Anfangs Juni führte der NATURSCHUTZVEREIN FRICK unter Leitung von Paul Mösch eine gut besuchte Exkursion ins Orchideengebiet durch. Das älteste Naturschutzgebiet des Kantons Aargau liegt im Gemeindegebiet von Bözen und Effingen. Im lichten Föhrenwald wachsen Zweiblatt, Spitzorchis, Handwurz oder Fliegenragwurz. Wacholderbüsche geben dem Gebiet eine spezielle Note. Der an den Waldrand grenzende, südexponierte Abhang weist schöne Heckenbestände und Magerwiesen auf.
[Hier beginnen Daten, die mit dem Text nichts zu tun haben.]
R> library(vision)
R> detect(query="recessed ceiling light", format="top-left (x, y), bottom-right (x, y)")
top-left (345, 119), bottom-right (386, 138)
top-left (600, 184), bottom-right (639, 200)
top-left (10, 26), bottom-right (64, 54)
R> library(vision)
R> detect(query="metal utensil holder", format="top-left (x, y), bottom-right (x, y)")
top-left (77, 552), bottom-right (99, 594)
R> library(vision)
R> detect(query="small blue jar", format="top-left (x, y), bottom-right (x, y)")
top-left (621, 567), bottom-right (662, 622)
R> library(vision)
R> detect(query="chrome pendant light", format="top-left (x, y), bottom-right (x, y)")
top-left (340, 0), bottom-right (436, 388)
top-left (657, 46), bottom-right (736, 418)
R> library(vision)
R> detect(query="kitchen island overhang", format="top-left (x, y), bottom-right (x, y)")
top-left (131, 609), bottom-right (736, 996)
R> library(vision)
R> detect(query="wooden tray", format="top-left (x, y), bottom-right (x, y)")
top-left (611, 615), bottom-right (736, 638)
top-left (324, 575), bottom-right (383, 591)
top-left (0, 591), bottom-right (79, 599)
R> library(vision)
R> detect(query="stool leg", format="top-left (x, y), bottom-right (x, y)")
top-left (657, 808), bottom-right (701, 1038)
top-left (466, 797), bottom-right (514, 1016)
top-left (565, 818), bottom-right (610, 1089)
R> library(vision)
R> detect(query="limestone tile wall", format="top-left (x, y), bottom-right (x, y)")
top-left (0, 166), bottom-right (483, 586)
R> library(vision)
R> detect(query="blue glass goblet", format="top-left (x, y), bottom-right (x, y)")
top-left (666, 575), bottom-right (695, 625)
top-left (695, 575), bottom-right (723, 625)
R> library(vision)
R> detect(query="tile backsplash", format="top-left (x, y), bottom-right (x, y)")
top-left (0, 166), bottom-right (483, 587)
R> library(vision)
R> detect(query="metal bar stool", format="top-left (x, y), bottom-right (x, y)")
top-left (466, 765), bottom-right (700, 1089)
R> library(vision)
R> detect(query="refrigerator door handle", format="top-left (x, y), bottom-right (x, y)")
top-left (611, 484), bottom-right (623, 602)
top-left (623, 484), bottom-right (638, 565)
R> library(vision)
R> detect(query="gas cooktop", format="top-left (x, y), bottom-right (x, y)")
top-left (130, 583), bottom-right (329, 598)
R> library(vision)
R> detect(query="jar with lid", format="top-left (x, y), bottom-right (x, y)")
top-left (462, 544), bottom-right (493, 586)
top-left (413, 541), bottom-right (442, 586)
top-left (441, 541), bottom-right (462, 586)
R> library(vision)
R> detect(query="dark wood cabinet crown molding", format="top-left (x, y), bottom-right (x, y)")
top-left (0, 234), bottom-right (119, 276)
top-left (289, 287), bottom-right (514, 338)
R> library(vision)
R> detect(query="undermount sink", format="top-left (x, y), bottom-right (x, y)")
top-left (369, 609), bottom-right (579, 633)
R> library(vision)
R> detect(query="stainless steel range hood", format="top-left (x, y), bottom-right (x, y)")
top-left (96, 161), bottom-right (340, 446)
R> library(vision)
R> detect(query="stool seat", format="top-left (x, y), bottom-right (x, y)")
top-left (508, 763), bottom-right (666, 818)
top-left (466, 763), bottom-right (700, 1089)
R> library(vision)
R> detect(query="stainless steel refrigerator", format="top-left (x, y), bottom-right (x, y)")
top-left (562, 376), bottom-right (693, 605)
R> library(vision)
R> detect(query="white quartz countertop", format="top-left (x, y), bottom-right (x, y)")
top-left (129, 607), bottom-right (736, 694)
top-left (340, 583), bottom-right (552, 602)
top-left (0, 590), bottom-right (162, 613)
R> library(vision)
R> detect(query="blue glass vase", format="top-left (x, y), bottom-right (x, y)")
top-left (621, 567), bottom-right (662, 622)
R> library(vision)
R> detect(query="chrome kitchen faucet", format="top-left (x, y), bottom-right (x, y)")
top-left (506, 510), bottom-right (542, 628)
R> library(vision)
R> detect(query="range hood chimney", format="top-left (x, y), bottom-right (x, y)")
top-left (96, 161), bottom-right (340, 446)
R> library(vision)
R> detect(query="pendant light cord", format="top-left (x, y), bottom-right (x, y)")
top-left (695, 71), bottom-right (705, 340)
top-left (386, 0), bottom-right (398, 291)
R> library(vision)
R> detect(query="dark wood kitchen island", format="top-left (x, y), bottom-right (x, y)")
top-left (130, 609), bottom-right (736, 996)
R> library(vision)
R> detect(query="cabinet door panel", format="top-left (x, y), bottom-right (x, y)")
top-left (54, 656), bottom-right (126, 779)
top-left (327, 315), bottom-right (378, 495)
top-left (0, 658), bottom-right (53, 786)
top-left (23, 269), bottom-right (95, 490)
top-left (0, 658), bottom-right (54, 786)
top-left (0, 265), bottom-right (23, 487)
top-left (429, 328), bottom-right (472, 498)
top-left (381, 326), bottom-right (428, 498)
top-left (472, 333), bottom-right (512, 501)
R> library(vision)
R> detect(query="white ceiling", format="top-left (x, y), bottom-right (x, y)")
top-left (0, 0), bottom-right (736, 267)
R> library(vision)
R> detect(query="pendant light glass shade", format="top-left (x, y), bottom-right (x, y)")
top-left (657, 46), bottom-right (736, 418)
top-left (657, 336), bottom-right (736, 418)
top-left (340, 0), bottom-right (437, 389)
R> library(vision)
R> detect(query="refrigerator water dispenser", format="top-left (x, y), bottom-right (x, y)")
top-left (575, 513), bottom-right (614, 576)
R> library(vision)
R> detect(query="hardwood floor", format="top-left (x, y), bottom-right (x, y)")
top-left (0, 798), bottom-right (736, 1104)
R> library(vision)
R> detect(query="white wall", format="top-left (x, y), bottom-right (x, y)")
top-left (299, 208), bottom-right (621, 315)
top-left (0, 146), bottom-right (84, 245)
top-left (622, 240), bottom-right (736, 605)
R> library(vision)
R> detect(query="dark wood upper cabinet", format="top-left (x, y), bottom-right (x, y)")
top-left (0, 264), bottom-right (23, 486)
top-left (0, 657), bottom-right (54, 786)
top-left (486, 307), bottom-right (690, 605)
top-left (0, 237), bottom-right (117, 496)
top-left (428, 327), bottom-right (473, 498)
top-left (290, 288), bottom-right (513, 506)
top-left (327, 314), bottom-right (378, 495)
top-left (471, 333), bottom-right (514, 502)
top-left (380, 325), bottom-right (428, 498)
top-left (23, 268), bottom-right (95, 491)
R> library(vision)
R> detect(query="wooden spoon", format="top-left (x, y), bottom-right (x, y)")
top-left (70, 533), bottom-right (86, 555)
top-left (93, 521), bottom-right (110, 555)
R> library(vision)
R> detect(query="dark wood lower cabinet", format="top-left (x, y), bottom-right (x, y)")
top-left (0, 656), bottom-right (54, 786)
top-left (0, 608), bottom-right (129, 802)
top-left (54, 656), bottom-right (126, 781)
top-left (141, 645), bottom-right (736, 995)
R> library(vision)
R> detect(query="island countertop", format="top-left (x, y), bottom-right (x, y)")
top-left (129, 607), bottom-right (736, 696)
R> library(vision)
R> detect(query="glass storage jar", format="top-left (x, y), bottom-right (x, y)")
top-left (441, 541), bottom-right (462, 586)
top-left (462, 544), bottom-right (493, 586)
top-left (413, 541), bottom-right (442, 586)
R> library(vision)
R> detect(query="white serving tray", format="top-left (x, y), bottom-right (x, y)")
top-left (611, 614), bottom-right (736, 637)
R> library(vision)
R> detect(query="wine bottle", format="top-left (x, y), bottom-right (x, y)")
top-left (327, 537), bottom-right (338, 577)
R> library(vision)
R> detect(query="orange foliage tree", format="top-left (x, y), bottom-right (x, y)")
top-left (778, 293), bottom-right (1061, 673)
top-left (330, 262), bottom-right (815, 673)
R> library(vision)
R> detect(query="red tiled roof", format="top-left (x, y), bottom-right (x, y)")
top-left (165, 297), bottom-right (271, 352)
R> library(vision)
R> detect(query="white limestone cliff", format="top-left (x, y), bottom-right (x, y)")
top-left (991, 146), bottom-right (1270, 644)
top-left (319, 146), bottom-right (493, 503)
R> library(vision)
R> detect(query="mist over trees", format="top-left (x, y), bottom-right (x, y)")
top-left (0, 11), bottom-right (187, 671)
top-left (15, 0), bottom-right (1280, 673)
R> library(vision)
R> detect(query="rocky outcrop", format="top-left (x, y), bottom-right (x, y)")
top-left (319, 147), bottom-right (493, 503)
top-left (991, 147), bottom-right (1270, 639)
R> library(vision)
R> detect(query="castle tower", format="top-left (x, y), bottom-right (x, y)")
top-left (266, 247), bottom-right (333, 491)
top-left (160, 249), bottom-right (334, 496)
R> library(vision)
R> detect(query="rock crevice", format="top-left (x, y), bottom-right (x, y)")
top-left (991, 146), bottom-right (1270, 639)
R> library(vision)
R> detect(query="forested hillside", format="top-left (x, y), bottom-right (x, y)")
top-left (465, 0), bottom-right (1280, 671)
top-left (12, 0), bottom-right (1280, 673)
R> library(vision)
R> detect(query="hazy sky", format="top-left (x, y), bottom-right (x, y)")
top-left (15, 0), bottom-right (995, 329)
Infolge einer Fehlinformation über die Abfahrtszeit nach Bözen, entschieden sich die wanderbegeisterten Naturschützer, den Weg auf den Nätteberg zu Fuss zu absolvieren. Die Nachzügler, die mit dem Postauto anreisten, trafen dann zur geplanten Zeit auf dem Nätteberg auf die gutgelaunte Wandergruppe. Anschliessend erfuhren die 23 Orchideenliebhaber von Paul Mösch einiges über die Entstehungsgeschichte des Gebietes. Es ist heute kaum mehr vorstellbar, dass Rebbauern noch im letzten Jahrhundert in mühsamer Handarbeit Humus vom Nätteberg zusammenkratzten und mit ihren Schubkarren in ihre Rebberge karrten. Dank dem humusarmen Boden und dem Vorkommen der lebensnotwendigen Bodenpilze gedeihen verschiedene Orchideenarten. Die Orchideen gehören zu den jüngsten Pflanzenarten und bilden zugleich die grösste Pflanzenfamilie. Alle wild wachsenden Orchideen sind gesetzlich geschützt. Der Wechsel von sehr trocken zu sehr feucht kann im Gebiet Nätteberg-Hessenberg sehr rasch erfolgen. Man spricht hier von einem wechselfeuchttrockenen Boden, welcher für die wenigsten Pflanzenarten günstig ist. Die karge Vegetation entspricht wunderbar den Lebensraumanforderungen der Orchideen.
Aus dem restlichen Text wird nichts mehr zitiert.